Parentheses indicate 95% confidence intervals. Abbreviations: Age + Geo, only age group and geospatial covariates; Age + HIV prev, only age group and local HIV prevalence; Full, no covariate restriction; HIV, human immunodeficiency virus; Individual, only individual-level covariates.

The geographic distribution of predicted risk from models incorporating geospatial covariates aligned much more closely to the geographic distribution of observed HIV incidence than predictions from models using only individual-level covariates (Figure 2). The 20% of the map with the highest predicted risk captured 60% of the area with high incidence (≥3/100 person-years) when using the full model and 59–60% when using the models with only age and geospatial covariates (Supplementary Figure 1). In contrast, the geospatial distribution of predicted risk using the individual model did not align closely with incidence, and the 20% of the map with the highest predicted risk only accounted for 13% of the area with high incidence. These results were robust to varying the incidence kernel bandwidth (Supplementary Figure 2).

Figure 2.

Geospatial distribution of predicted risk. A, Full model (no covariate restriction); B, only individual covariates; C, only age group and geospatial covariates. Maps include predictions for both men and women from 2012 to 2019. Model predictions were spatially smoothed using a 2-dimensional Gaussian kernel. Colors indicate quantiles of spatially smoothed model predictions. Solid lines enclose areas with estimated incidence ≥ 3 per 100 person-years.

DISCUSSION

We developed and validated human immunodeficiency virus type 1 (HIV-1) risk prediction models using a suite of individual-level and geospatial covariates to identify men and women at very high risk for HIV acquisition in rural KwaZulu-Natal, South Africa. Men and women within the top 20% of predicted risk had incidence rates of at least 2.1 and 4.9 per 100 person-years, respectively, across all models. Simple models using only age group and geospatial covariates (including a model with only age and local HIV prevalence) predicted individual-level risk of HIV infection nearly as accurately as models that included demographic, sexual behavioral, and socioeconomic predictors. Furthermore, spatially smoothed predictions from models that included geospatial covariates aligned closely with high incidence areas while predictions from models with only individual-level covariates did not.

Few HIV risk prediction models have incorporated geospatial measures, but those that have considered HIV prevalence have consistently found it to be predictive. An analysis from the communities in the vicinity of Rakai District in rural Uganda found that a 1 percentage point increase in community HIV prevalence was associated with a three percent increase in the hazard for HIV acquisition [26]. A risk score developed from the ECHO study, which used data from 9 South African sites spanning 5 provinces, found site-level HIV prevalence to be one of the strongest predictors of HIV risk [4]. Our analysis, which used micro-scale spatial variation in HIV prevalence and community viral load, extends these findings to a much smaller geographic scale, allowing identification of “corridors of HIV transmission” with high incidence [27]. Although community viral load has been strongly associated with HIV incidence in multiple settings [15, 16], georeferenced viral load data is not widely available, and we found that predictive performance was largely maintained in a model with only age and HIV prevalence. This result may reflect that PPDV is a function of HIV prevalence, and the 2 measures tend to be closely correlated in settings with low antiretroviral therapy (ART) coverage such as AHRI (51% among women and 38% among men in 2017) [18]. However, as ART scales up, PPDV may become a more sensitive measure of local transmission potential.

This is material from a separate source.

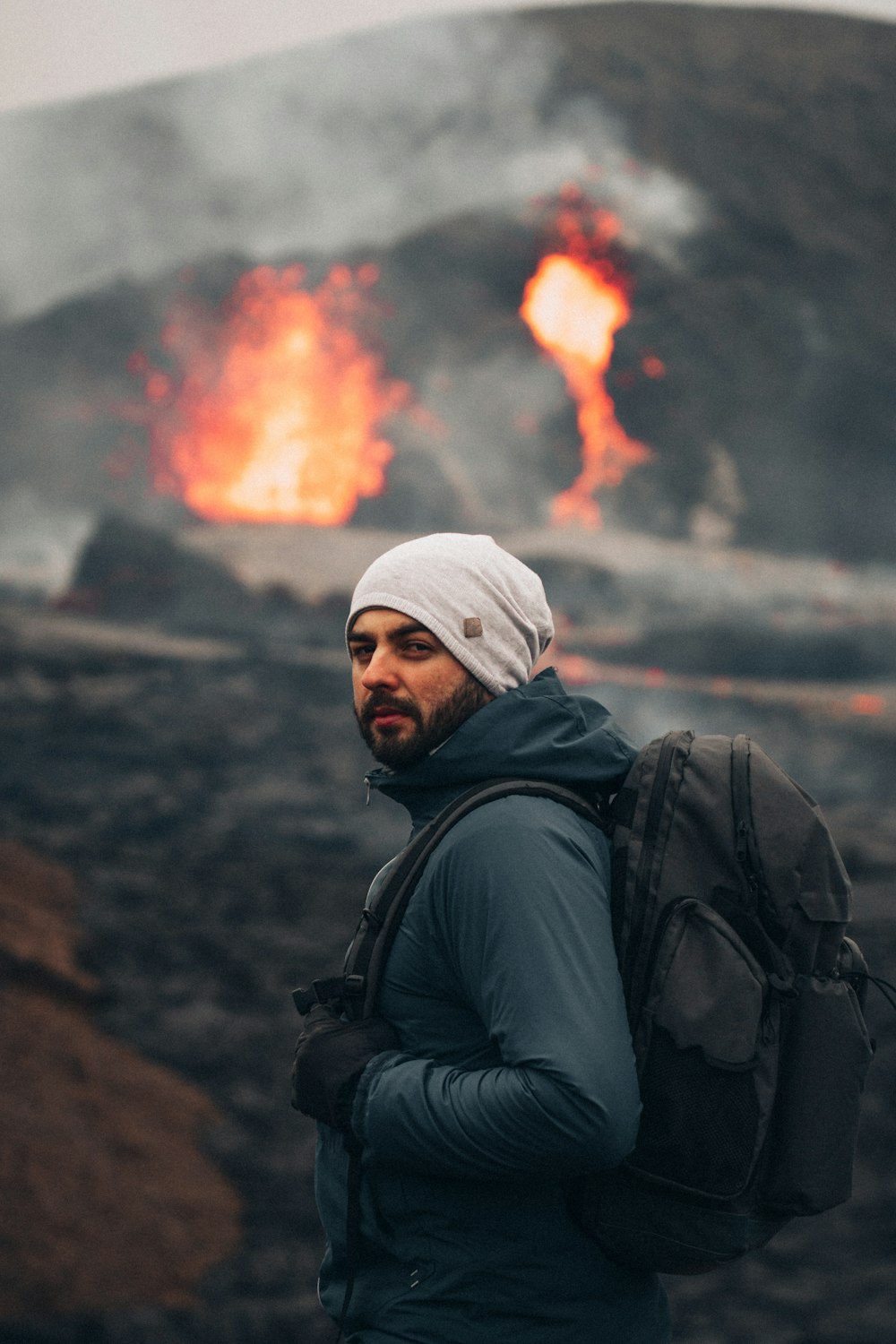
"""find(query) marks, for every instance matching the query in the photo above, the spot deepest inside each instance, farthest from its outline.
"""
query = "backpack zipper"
(649, 844)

Risk scores based on detailed clinical and sexual behavior measures rely on accurate reporting of sensitive and potentially stigmatizing behaviors. Such approaches are best suited to clinical settings with sufficient resources for lengthy individual-based assessment. Our results indicate that similar predictive performance may be obtained from models using age group and smoothed HIV test results from population-based surveys. These models enable HIV prevention strategies focused more on geographic context than on individual risk behaviors. Additional investment in routine population-based HIV and viral load testing could facilitate resource prioritization to communities with the highest need.

Although our model identified individuals and geographic areas at the highest risk, incidence was still elevated among women even at lower predicted risk thresholds. Women in the second lowest quintile of predicted risk using the full model experienced an incidence rate of 1.9/100 person-years between 2016 and 2019, and women in the middle quintile had an incidence rate of 3/100 person-years. Our results indicate that, in a hyperendemic South African setting, incidence was high even among women who reported few individual-level risk factors. Similar gender disparities have been demonstrated across sub-Saharan Africa [28], and our findings underscore the continuing need for widespread coverage of combination HIV prevention services, especially for women.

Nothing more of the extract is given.